How To Make Your Website Secure?
If you're running a website, then you need to know how to make your webpage secure. The exact steps to make this happen will vary depending on your set-up. For the most part, however, the general principles remain the same.
How to Secure a Webpage?
If you’re looking at how to make your webpage secure, there are five key steps you need to take. Bake security into the structure of your website. Manage your users. Control how users access your website. Actively manage your software. Use security monitoring tools.
1. Bake security into the structure of your website
You should be thinking about how to make your webpage secure right from the very start of the design process. In the real world, the best way to make sure that this actually happens is to agree on a list of business priorities and implement them in order, starting with the most important.
Commit to making sure that each process is both secure and user-friendly (and on-brand) before moving onto the next. Using this approach gives you the option to launch your website on your desired date, knowing that it’s totally secure even if it’s only partly complete. You can then continue to update the functionality, keeping security in mind.
If you already have a website and you did not think about how to make your webpage secure when it was created, perhaps it’s an old one, then it’s very advisable to bring in a security expert and have your website properly audited. This should uncover any structural issues which could be detrimental to your security. Once you have taken care of these, you can focus on maintaining this level of security with routine measures.
2. Manage your users
The fewer people have access to your website back-end, the fewer people can take actions that could compromise your security. Remember, this may be through ignorance as well as malice. Again, look at your processes and figure out the minimum number of people required to perform them.

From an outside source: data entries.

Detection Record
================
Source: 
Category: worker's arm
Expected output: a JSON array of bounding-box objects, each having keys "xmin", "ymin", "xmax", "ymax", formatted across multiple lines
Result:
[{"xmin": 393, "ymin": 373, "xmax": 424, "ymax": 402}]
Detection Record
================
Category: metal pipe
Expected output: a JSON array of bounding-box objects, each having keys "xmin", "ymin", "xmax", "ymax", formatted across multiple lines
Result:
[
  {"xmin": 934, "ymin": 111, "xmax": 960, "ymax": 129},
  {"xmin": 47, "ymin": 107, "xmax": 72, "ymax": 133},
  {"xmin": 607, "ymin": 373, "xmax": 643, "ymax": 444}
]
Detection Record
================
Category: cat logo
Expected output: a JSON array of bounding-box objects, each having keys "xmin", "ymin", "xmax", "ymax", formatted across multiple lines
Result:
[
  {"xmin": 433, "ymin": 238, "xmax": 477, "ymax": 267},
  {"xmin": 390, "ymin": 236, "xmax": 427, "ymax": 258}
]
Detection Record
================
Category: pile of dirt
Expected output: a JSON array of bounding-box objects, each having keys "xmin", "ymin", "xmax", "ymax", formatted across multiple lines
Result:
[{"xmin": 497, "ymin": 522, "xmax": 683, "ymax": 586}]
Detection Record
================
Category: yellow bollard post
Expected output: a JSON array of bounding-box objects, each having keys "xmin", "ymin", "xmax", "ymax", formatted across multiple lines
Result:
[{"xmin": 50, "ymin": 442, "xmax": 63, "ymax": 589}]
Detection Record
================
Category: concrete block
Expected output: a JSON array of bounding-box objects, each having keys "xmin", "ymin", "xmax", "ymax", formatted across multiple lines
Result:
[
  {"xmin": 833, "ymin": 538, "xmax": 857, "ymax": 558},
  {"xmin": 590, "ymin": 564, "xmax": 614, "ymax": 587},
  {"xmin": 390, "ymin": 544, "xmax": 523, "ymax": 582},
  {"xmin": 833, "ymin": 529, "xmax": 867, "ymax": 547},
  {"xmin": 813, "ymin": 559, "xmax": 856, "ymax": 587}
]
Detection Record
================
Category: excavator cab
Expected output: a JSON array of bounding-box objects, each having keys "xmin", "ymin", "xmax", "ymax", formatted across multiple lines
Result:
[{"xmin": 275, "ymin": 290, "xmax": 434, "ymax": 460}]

Then look at how you can divide the tasks so that the minimum number of people have admin-level access to your website.
Each person who accesses your website’s back-end should have their own user-name and password. These should never be shared. If someone needs temporary access to the back-end then they need their own user-name and password and these details should be revoked as soon as they are finished. Similarly, you need to give a regular user temporary admin privileges, these should also be revoked as soon as possible.
Never use the username “Admin” for any of your administrator accounts. It’s basically an open invitation to hackers to try using brute force to crack the password.
3. Control how users access your website
If at all possible, implement two-factor authentication. Remember, however, that this can be compromised, especially if you implement it via text message rather than via token. This is one of the reasons why you still need to maintain robust controls over password strength. Your users genuinely do need to use strong and unique passwords for your website.
It’s also advisable to block accounts that have repeatedly entered the wrong password. This will help to foil attempts to crack a password by brute force. Ideally, you will also log out users who have been idle for an extended period. This is not such a huge security issue since it often means that users have just moved onto other tasks at their computers or locked their computers instead of logging out of their various applications. It can, however, help to guard against unauthorized use of logins, especially admin ones.
4. Actively manage your software
If you’re using an all-in-one website-building solution, then your vendor will generally take care of all software. If, however, you’re using a stand-alone CMS, such as WordPress, then it’s up to you to keep it updated. It’s also up to you to do your own research on third-party add-ons such as templates, themes, applications, plugins, and scripts.
First of all, you need to make sure that they are actually safe. Then you need to see how useful they are. Last but not least, you need to check that they are kept updated by their developer. If they are, then you need to make sure that the updates are applied promptly. If they are not, then you need to decide if they’re worth the effort of making your own arrangements to have them updated.
5. Use security monitoring tools
There are two security monitoring tools that are key to ensuring the security of your web pages. The first is a website vulnerability scanner. Different offerings will have different capabilities but all of them should have an anti-malware scanner and a firewall for your website apps. The second is a robust anti-malware solution to protect any device used to connect to your website’s back-end.